Un personaje muy presente en el universo literario de María Fernanda Ampuero son los niños. Un ser muy potente en la literatura porque representan la inocencia, inspiran protección, transmiten o despiertan cariño en mundos rodeados por alguna amenaza invisible. Pero sobre todo pueden ser fuente del miedo más terrorífico porque que un niño represente el mal es casi inconcebible, rompe los esquemas reales y eso suscita pánico en el adulto.

“Hay varias historias de niños aterradores, como Los niños del maíz. Pero ¿quién puede matar a un niño que juega a matar a los adultos? Creo que uso mucho la infancia por un tema de mecanismo de cómo funciona la relación entre autor y lector. Siento que cuando algo le pasó a los niños ellos lo explican como pueden, pero tú y yo como adultos sabemos lo que puede pasarle como testigos de algo que no podemos cambiar y eso despierta el instinto protector, eso ya crea la tensión. En este libro de Sacrificios humanos lo muestro en el cuento Creyentes, por ejemplo”.

Es una de las caras en que en sus historias muestran la violencia. Ampuero habla de violencia y dolor y daño desde el propio seno familiar, en donde se supone que solo hay seguridad para los niños, pero que muestra cómo puede ser un nido de violencias a las que ella mira de frente.

“He pensado que tengo una edad en la que la gente a mi alrededor tiene hijos adolescentes.
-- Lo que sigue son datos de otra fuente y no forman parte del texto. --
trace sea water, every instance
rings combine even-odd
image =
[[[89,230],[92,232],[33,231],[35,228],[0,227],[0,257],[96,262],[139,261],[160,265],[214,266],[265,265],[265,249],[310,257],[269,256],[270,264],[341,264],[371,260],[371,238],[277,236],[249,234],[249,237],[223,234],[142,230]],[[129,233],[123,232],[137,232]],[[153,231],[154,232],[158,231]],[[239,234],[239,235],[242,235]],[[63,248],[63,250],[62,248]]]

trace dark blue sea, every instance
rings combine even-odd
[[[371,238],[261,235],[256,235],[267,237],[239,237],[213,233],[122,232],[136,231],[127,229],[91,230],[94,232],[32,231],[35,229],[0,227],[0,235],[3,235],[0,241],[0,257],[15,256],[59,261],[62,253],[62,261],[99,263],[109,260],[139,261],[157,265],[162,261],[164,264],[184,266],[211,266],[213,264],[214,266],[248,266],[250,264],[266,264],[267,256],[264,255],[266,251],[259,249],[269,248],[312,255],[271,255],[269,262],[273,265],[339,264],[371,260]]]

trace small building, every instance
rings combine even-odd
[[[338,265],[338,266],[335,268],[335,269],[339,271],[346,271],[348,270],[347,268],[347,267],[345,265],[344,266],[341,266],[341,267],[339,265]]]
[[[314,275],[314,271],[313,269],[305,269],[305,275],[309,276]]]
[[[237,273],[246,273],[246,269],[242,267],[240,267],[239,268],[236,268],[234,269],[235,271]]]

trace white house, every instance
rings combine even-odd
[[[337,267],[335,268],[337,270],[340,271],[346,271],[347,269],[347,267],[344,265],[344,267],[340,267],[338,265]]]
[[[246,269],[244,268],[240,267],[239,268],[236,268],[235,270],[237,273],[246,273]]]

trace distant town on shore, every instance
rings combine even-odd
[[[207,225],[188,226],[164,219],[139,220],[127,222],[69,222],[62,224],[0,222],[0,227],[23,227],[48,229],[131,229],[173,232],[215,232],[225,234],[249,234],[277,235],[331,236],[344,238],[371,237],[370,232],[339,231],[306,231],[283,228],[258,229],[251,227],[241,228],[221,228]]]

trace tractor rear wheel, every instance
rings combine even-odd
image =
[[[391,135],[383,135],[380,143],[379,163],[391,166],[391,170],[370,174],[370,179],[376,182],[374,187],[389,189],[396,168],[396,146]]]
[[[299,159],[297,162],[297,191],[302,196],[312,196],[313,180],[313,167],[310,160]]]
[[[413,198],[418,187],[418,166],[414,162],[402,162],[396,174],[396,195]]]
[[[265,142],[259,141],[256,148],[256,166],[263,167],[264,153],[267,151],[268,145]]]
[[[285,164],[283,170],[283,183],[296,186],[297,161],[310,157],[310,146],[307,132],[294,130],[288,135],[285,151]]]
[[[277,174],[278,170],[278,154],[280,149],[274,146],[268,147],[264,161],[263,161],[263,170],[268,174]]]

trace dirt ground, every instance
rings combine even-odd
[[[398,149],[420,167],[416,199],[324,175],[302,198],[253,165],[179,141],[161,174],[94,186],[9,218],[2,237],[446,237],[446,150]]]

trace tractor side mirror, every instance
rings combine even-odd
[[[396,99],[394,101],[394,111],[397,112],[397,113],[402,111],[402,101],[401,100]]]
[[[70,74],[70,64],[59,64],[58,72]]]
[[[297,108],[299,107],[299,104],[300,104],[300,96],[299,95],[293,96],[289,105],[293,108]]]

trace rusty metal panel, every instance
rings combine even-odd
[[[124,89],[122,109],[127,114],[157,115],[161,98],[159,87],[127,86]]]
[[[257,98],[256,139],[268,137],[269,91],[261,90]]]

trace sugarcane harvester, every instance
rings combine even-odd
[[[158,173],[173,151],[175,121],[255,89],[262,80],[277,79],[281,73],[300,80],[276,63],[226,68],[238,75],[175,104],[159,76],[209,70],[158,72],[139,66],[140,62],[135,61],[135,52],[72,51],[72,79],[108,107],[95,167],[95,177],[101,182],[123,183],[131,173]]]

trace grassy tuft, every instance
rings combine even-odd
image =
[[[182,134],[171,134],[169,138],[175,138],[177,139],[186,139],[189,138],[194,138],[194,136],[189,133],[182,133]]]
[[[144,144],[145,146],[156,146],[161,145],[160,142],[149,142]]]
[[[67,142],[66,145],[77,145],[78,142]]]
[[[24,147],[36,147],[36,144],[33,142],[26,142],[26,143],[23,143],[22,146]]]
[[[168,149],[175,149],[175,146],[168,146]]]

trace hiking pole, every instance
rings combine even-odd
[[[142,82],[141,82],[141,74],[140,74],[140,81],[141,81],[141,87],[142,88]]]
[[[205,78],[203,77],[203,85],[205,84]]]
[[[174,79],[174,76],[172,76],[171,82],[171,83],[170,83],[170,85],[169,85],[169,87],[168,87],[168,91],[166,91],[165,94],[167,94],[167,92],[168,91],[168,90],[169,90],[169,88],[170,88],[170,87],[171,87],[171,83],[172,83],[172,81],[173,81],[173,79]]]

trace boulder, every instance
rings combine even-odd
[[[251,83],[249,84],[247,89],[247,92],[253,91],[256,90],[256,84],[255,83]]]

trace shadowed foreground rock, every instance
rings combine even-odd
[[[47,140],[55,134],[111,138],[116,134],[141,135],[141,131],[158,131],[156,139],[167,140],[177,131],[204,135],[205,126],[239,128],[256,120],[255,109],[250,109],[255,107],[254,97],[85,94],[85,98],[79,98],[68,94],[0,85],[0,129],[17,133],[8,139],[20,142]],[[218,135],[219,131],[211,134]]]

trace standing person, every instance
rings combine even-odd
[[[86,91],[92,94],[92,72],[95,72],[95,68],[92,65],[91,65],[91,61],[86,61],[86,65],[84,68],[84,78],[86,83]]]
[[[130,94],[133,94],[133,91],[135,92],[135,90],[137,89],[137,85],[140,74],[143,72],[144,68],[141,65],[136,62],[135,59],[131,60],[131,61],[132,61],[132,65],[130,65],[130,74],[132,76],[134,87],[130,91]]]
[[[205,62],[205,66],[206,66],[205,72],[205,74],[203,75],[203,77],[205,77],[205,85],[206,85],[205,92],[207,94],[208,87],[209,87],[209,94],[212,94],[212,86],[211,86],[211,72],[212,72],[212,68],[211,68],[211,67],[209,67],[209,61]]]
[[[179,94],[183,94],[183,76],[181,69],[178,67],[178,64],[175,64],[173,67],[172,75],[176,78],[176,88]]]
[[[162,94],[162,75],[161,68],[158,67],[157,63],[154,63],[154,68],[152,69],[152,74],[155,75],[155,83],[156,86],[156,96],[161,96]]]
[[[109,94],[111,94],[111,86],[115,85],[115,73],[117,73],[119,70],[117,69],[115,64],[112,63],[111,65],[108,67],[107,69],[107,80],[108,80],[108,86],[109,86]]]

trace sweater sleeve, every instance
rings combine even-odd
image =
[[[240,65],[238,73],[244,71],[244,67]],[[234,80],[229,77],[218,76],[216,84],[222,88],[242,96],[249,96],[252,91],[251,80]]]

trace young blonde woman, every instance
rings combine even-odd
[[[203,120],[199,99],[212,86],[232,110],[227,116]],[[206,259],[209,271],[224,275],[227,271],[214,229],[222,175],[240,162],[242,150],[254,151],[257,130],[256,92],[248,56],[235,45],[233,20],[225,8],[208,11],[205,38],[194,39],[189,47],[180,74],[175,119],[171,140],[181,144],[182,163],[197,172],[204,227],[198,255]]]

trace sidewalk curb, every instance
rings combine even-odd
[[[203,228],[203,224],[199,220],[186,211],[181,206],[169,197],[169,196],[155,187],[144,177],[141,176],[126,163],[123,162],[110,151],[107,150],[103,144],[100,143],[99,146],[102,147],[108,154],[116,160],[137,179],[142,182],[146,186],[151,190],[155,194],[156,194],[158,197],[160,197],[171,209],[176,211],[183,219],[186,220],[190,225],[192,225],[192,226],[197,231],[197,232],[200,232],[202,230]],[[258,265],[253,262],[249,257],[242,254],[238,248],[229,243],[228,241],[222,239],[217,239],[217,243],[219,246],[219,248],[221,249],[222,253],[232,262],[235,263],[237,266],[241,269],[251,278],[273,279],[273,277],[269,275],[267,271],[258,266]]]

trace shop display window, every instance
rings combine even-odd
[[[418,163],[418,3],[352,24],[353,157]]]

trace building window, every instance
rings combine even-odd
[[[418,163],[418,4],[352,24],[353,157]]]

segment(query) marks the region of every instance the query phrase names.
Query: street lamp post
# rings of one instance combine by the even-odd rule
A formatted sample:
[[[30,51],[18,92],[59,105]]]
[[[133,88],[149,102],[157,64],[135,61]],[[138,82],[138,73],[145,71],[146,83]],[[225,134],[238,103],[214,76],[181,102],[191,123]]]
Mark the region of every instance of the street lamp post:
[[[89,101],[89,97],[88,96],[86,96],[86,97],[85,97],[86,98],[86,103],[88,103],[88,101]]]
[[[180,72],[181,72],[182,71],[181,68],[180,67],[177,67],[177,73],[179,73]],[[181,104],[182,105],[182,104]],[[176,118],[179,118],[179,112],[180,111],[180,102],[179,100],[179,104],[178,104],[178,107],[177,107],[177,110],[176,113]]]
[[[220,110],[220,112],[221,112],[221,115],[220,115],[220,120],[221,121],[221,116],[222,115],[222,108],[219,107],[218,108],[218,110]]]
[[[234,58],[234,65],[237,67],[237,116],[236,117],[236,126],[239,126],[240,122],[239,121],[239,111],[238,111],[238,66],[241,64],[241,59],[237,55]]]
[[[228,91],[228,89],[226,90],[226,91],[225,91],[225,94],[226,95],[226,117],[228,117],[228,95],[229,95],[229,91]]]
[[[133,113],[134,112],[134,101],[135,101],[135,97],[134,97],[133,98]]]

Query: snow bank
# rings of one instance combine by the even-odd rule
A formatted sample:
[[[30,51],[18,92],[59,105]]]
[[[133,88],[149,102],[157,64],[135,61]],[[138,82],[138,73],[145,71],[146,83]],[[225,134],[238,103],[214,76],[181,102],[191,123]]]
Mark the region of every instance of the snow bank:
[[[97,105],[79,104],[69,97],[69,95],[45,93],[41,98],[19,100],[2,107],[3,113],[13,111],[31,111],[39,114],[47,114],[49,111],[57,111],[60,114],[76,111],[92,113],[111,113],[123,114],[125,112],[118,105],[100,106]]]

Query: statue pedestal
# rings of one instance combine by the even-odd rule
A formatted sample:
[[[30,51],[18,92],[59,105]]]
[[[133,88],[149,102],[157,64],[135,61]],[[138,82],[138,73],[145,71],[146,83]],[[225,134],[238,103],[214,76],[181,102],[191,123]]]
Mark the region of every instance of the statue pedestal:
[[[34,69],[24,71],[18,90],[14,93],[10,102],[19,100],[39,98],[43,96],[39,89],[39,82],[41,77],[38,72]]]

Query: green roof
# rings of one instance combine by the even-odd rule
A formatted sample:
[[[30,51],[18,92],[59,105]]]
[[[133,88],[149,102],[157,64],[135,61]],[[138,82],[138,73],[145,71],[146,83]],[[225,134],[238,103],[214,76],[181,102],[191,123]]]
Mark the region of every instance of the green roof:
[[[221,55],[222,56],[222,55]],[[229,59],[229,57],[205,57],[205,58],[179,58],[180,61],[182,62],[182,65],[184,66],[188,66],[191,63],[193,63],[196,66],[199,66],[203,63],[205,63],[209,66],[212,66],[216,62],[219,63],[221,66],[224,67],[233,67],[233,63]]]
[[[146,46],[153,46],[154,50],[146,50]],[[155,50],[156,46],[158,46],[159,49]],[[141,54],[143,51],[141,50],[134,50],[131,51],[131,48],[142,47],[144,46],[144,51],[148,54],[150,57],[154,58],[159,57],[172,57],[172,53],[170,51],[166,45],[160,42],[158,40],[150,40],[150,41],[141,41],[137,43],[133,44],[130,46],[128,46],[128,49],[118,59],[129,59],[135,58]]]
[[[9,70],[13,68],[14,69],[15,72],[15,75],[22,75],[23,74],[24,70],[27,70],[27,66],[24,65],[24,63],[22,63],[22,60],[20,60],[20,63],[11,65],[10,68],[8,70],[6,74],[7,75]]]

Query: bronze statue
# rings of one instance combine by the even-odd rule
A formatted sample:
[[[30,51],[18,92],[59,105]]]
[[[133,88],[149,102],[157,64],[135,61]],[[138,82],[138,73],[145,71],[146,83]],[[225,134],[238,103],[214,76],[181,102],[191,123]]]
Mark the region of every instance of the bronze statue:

Quizás quienes no tenemos hijos miramos hacia nosotros mismos, hacia dentro. En mi caso, la adulta que soy quiere decir a la niña y adolescente que fui que yo me encargo, que yo respondo por ti, que te voy a defender. Esa violencia no la puedo borrar. No puedo borrar lo que viví. Sé qué le pasó a esa niña y adolescente que no puedo cambiar lo que vivió, pero lo que sí puedo hacer es decirle que yo me encargo. Advertirles, y hay una especie de venganza o de subsanar lo que pasó”.

Es un mundo inquietante y de denuncia y advertencia donde está presente el amor, por su presencia o por su ausencia o como reclamo silencioso ante la falta de ese amor o ternura que generan los miedos latentes en algunos.

“Es precioso esto. Sí que he pensado en el amor porque creo que mis libros se sostienen o están en la cuerda floja que no caen, pero podrían caer en un sobreexceso de violencia casi amarillista y justo esa cuerda estrecha hecha en amor, como dices, o desamor y la búsqueda, lo evita.

Le tengo mucho cariño a los personajes. Siento que ahora que soy adulta les digo que les van a pasar cosas, pero yo estoy aquí. Son personas que intento proteger. Intento sororidad más allá del amor. También hay ternura en la sororidad. He escrito cuentos violentos como Biografía o Subasta pero son cuentos de salvación. Hay un homenaje a las mujeres migrantes, los nombres de las mujeres desaparecidas en España son reales. Hay homenaje de heroicidad del emigrante que es el héroe moderno, el sacrificio moderno”.

El relato que abre Sacrificios humanos parte de una experiencia de la propia escritora ecuatoriana en España. Se titula Autobiografía. Un episodio de terror que ella vivió.

“Cuando estaba indocumentada buscaba trabajo y puse un anuncio en Segunda mano en que ofrecía mis servicios de escritora para alguien que quisiera escribir su vida. Solo contestó un hombre de San Cugat, en Cataluña. Me dijo que quería contar su historia y que si me interesaba tenía que viajar de inmediato. Yo estaba desesperada, vivía en una habitación muy barata. Todo me había salida mal, no como yo esperaba. El hombre me ofreció un dinero que consideré bueno y decidí viajar. Me recogió en la estación de tren. Avanzamos durante mucho tiempo hasta llegar a su casa en medio del campo. Llegamos y salieron sus perros dóberman…”

Y el relato apenas empieza. Lo mejor es leer el cuento para ver cómo convierte aquella experiencia en literatura. Desde 2005 quiso contar ese episodio de su vida y lo que sucedió después, pero no encontraba la fórmula.

“El terror lo que hace es subir el volumen a la realidad, según Mariana Enriquez. Yo digo hacer zoom”.

Y lo hace. Pone al lector ante los hechos narrados, lo convierte en testigo para que vea, oiga y sienta la verdad hecha palabra.